Apple Pie Soufra Fillo Cake

Filo Pastry recipe apple pie soufra filo crinkle cake

Ingredients

375g Antoniou Fillo Pastry
150g unsalted butter, melted

For the apples
25g unsalted butter
4 Granny Smith apples, peeled and cored, cut into 1cm cubes
2 tablespoons brown sugar
1 teaspoon cinnamon
½ cup walnuts, chopped (or any other nut)

For the custard
400ml thickened cream
1 cup caster sugar
4 eggs
1 teaspoon vanilla bean paste

To serve
Icing sugar, for dusting
Ground cinnamon, for dusting

Filo Pastry recipe apple pie soufra filo crinkle cake

Method  

Before you begin this Fillo Pastry recipe, take your Filo Pastry out of the fridge to bring it up to room temperature in its packaging.

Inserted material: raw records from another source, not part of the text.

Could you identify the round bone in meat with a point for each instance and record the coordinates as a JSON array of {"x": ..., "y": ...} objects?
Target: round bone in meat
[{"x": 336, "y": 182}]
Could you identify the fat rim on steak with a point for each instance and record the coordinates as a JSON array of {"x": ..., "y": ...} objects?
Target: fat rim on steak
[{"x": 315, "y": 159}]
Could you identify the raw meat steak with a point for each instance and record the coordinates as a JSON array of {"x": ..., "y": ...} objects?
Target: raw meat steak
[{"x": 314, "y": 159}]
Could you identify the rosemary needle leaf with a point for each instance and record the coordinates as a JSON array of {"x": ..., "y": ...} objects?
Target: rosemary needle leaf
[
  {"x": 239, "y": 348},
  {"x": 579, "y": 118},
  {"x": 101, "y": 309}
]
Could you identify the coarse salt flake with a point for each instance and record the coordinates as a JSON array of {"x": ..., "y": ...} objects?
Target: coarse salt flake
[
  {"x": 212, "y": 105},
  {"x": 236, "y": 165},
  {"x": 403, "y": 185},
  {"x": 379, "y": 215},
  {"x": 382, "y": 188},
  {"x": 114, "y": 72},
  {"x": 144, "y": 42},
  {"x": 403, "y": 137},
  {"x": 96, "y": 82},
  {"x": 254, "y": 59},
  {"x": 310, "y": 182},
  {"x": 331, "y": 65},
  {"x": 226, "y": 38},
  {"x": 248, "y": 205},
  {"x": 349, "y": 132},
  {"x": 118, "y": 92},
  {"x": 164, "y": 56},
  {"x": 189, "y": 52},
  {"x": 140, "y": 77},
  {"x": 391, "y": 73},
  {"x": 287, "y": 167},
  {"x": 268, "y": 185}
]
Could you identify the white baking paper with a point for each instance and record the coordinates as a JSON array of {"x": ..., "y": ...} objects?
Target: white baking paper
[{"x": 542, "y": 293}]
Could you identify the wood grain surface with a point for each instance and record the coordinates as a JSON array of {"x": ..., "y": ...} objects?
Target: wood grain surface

Preheat your oven to 180 degrees Celsius fan forced. Grease a 30cm round baking dish with butter.

To assemble the Fillo Cake
Lay one sheet of Fillo pastry onto your workspace, with the long side of the Fillo Pastry facing you. Brush with butter. Lay another sheet of Fillo Pastry over the first sheet and brush with butter. Using your fingers, roughly fold the Pastry in a concertina design, at approximately 3cm intervals. Coil the Pastry into a loose spiral, ensuring it is not too tight. Transfer to the edge of the baking tray. Repeat with the remaining Fillo Pastry, working around the edge of the baking dish and ending in the centre. Be sure not to compact the Pastry too closely together, as you want to create pockets for the custard to fall in when you add it.

Drizzle and brush the Fillo Pastry with any remaining butter. Bake for approximately 20 minutes or until golden. Remove from the oven and allow to cool.

To make the apples
While the Pastry is baking, prepare the apples. Place the butter and apples in a saucepan over medium heat, stir until the butter melts. Add the sugar and cinnamon and mix until combined. Cover with a lid and cook for 10 minutes, stirring occasionally. Remove from the heat and strain in a sieve over a bowl to drain any excess liquid.

To make the custard
Combine the thickened cream, eggs and vanilla bean paste, and whisk until well combined. Add the sugar and whisk constantly until the sugar has mixed in well. Gently and slowly ladle the custard over the Fillo Pastry, ensuring it seeps into all the cavities.

To make the cake
Spoon a heaped tablespoon of the apple mixture into the centre of each Fillo spiral and dot any remaining apple evenly over the rest of the dish and in the custard. Sprinkle with walnuts.

Transfer the dish back into the oven and bake for approximately 30 minutes until the Pastry is golden and the custard has mostly set. Remove the Soufra from the oven and allow it to cool for 10 minutes before sprinkling icing sugar and cinnamon over the top. Best eaten warm!